Son aventure n'aurait pas été possible sans un bon mécano. "Je fais très bien les plaquettes, mais je dois encore apprendre beaucoup", plaisante Cuvelier. Il l'a trouvé en la personne de Benoît Hofer, un économiste de formation (ULB) qui, après une expérience à la Bank Of New York Mellon, à l'IBGE et un passage au Canada, a décidé de totalement changer d'orientation et de se former à la mécanique vélo. "J’ai toujours fait du vélo et j'en avais assez d'être assis derrière mon PC toute la journée sur des projets à 3 ou 5 ans. Ici, c'est du concret", dit-il.

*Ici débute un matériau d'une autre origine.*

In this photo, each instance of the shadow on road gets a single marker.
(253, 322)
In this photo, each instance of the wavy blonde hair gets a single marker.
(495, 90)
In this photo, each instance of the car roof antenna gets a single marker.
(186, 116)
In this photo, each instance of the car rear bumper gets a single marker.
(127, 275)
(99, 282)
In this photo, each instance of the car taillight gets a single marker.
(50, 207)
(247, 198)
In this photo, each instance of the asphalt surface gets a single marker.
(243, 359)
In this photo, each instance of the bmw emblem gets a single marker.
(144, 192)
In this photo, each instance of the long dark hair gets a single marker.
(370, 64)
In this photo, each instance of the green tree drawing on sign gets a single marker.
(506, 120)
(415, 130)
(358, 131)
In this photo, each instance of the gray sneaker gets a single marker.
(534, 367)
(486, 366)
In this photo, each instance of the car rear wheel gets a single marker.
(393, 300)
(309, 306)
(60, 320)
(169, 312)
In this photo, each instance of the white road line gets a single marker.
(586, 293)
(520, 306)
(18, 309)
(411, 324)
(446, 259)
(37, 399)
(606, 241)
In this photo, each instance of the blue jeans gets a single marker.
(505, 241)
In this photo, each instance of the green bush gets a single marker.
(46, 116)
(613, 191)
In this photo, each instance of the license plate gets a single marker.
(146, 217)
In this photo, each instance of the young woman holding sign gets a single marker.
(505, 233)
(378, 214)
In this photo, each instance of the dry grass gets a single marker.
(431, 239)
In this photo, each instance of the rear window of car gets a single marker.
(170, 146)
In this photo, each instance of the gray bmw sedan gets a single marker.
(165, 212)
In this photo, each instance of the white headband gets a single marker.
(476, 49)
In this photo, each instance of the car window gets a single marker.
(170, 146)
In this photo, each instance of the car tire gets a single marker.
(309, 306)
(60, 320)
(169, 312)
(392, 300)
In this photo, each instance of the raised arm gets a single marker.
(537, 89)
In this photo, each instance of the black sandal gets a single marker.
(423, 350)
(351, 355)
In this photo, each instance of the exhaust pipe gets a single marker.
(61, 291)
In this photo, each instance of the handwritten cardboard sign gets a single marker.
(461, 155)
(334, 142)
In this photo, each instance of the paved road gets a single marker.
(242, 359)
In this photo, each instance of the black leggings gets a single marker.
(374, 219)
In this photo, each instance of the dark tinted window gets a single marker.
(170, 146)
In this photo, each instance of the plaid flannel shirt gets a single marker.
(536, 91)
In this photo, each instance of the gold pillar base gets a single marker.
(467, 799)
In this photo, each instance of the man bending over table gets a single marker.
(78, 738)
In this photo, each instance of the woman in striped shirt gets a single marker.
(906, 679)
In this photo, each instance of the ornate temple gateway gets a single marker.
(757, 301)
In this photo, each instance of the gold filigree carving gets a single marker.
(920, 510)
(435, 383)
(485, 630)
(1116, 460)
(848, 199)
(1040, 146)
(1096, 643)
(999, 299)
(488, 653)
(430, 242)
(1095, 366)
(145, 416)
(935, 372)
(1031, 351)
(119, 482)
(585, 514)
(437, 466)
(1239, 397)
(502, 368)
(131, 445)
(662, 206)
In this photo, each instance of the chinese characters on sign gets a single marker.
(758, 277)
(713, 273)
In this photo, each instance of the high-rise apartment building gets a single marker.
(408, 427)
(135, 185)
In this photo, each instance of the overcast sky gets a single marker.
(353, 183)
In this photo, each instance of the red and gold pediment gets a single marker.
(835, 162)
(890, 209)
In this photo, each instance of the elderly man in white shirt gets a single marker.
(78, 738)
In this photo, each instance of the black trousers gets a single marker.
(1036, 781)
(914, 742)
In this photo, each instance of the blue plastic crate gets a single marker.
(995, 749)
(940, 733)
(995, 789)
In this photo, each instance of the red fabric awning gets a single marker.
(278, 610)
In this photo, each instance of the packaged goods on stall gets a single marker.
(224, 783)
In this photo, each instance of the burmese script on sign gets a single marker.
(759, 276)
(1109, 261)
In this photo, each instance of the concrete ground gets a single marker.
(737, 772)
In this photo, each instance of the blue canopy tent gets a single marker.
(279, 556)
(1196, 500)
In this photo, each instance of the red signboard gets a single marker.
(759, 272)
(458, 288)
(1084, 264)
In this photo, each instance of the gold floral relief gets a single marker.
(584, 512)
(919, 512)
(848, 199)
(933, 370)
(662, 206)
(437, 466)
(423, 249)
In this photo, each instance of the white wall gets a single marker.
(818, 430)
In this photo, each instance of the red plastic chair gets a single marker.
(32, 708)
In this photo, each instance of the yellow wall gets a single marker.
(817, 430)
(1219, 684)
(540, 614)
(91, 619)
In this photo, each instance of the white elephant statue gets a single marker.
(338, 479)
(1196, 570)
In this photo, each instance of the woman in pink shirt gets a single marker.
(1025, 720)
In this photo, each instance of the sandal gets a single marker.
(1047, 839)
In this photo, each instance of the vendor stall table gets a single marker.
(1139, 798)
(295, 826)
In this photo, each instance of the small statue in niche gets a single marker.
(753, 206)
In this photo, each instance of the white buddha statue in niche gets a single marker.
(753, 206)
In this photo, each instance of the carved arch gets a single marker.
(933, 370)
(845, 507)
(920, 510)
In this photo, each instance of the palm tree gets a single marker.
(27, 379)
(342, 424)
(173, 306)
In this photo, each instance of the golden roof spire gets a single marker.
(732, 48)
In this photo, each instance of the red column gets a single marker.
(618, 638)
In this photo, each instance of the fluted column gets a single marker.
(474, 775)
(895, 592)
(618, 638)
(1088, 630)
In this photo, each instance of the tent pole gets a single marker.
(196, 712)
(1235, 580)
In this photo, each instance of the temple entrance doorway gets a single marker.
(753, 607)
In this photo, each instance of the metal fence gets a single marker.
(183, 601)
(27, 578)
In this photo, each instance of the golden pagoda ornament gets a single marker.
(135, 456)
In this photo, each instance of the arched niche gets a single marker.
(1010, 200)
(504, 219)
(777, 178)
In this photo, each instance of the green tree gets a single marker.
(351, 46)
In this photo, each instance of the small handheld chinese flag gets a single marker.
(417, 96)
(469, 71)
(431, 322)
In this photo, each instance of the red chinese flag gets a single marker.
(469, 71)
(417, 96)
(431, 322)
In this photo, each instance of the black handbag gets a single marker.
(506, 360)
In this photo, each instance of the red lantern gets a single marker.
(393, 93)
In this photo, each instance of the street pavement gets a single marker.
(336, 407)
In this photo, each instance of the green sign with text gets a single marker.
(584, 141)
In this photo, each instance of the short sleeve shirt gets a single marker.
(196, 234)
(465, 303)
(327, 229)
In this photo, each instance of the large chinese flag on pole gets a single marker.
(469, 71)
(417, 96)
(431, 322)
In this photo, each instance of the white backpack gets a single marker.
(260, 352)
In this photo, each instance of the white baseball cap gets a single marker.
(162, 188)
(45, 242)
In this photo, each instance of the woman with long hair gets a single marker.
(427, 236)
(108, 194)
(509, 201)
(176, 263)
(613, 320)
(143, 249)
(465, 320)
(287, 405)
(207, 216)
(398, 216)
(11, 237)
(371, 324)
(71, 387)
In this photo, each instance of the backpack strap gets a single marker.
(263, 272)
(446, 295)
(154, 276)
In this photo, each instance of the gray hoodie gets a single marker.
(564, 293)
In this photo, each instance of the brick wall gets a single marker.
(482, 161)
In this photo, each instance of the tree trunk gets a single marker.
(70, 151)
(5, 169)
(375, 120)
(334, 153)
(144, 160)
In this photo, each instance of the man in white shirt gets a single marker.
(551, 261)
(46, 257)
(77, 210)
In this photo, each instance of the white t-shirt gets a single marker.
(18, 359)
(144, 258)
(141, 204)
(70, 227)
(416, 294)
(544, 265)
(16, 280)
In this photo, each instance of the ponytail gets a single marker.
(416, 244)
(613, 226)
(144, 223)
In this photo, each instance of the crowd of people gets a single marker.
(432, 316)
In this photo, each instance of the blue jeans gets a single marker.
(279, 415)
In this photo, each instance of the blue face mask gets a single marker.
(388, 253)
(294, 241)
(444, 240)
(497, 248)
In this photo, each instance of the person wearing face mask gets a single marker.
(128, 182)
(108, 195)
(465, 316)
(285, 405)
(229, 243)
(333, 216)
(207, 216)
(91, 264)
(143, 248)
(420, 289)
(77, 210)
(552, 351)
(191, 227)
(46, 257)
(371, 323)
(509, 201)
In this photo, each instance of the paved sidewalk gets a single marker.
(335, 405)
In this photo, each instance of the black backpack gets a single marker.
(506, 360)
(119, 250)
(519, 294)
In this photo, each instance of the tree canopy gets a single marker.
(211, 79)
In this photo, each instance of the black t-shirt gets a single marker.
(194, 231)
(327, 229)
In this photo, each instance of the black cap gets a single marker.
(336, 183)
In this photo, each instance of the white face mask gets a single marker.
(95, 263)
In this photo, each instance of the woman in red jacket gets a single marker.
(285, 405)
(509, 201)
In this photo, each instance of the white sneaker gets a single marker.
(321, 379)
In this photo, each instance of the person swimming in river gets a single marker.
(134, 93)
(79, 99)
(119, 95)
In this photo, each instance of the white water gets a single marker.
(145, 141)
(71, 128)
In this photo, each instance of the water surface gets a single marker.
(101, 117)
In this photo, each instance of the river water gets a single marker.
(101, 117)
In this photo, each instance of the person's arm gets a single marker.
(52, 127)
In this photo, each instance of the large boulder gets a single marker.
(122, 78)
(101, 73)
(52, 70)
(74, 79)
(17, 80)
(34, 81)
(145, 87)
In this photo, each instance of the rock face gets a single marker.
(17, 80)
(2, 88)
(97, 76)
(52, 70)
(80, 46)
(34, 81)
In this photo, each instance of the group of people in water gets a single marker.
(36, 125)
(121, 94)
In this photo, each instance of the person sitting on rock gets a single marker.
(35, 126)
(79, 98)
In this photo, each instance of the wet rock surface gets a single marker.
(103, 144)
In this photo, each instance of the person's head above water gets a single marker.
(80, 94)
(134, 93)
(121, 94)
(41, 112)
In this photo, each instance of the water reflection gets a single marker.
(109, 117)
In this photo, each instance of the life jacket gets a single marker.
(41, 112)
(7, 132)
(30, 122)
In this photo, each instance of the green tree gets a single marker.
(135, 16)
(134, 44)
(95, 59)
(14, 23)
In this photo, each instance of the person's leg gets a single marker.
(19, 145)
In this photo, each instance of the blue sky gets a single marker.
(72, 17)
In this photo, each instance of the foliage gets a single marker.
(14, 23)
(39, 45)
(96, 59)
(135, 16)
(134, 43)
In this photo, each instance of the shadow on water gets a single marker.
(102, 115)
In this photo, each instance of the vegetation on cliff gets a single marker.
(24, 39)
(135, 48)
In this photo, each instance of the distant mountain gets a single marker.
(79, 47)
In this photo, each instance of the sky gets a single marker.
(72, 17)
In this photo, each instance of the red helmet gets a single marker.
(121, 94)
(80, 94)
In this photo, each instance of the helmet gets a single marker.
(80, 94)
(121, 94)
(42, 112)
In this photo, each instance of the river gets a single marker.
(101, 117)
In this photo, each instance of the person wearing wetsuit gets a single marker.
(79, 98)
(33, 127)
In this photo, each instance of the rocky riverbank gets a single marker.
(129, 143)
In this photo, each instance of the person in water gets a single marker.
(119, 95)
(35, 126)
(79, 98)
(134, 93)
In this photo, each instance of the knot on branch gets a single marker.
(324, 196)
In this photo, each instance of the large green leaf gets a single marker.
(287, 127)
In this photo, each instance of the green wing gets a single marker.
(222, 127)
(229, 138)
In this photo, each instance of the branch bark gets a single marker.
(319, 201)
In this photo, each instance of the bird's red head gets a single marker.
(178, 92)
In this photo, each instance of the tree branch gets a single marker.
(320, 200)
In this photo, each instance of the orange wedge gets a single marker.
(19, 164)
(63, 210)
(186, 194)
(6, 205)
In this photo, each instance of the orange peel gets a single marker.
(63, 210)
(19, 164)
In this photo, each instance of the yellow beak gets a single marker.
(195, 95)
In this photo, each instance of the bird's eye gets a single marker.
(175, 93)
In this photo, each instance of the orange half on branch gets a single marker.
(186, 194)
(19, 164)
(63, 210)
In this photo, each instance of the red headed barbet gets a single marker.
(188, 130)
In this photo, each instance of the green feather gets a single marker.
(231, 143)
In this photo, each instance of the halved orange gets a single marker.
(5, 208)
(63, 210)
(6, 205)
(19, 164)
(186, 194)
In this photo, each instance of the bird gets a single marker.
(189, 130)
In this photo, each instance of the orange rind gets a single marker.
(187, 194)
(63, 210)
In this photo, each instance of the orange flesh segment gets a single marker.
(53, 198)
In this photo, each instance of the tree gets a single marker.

Diplôme en poche, il forme au passage Antoine Cuvelier, fils de Pierre et co-manager du projet.

L'équipe fourmille d'idées et la "to do list" s'allonge. Dans les trois mois, Pierre Cuvelier aimerait être capable d'électrifier des vélos existants pour environ 700 euros. Il réfléchit aussi à proposer d'autres engins électriques. Pourquoi ne pas amener un partenaire dans l'aventure? Peut-il répliquer son magasin? Avec ou sans franchise? Ce ne sont pas les idées qui manquent.

Les meilleurs jours, 4 à 5 vélos sont vendus. Il faut améliorer cela pour pérenniser l'activité. Il s'agit de drainer du passage dans cet espace qui n'est pas à front de rue commerçante. ReCycle essaye par exemple d'être un point de passage pour les adeptes du vélo le week-end avec un "Bike Wash" à 3 euros. Pierre Cuvelier "lance aussi des hameçons" vers des sociétés qu'il connaît via son autre métier pour leur proposer et/ou entretenir des flottes de vélos. "Pour l’instant, les nuits sont courtes et les journées bien remplies", sourit-il.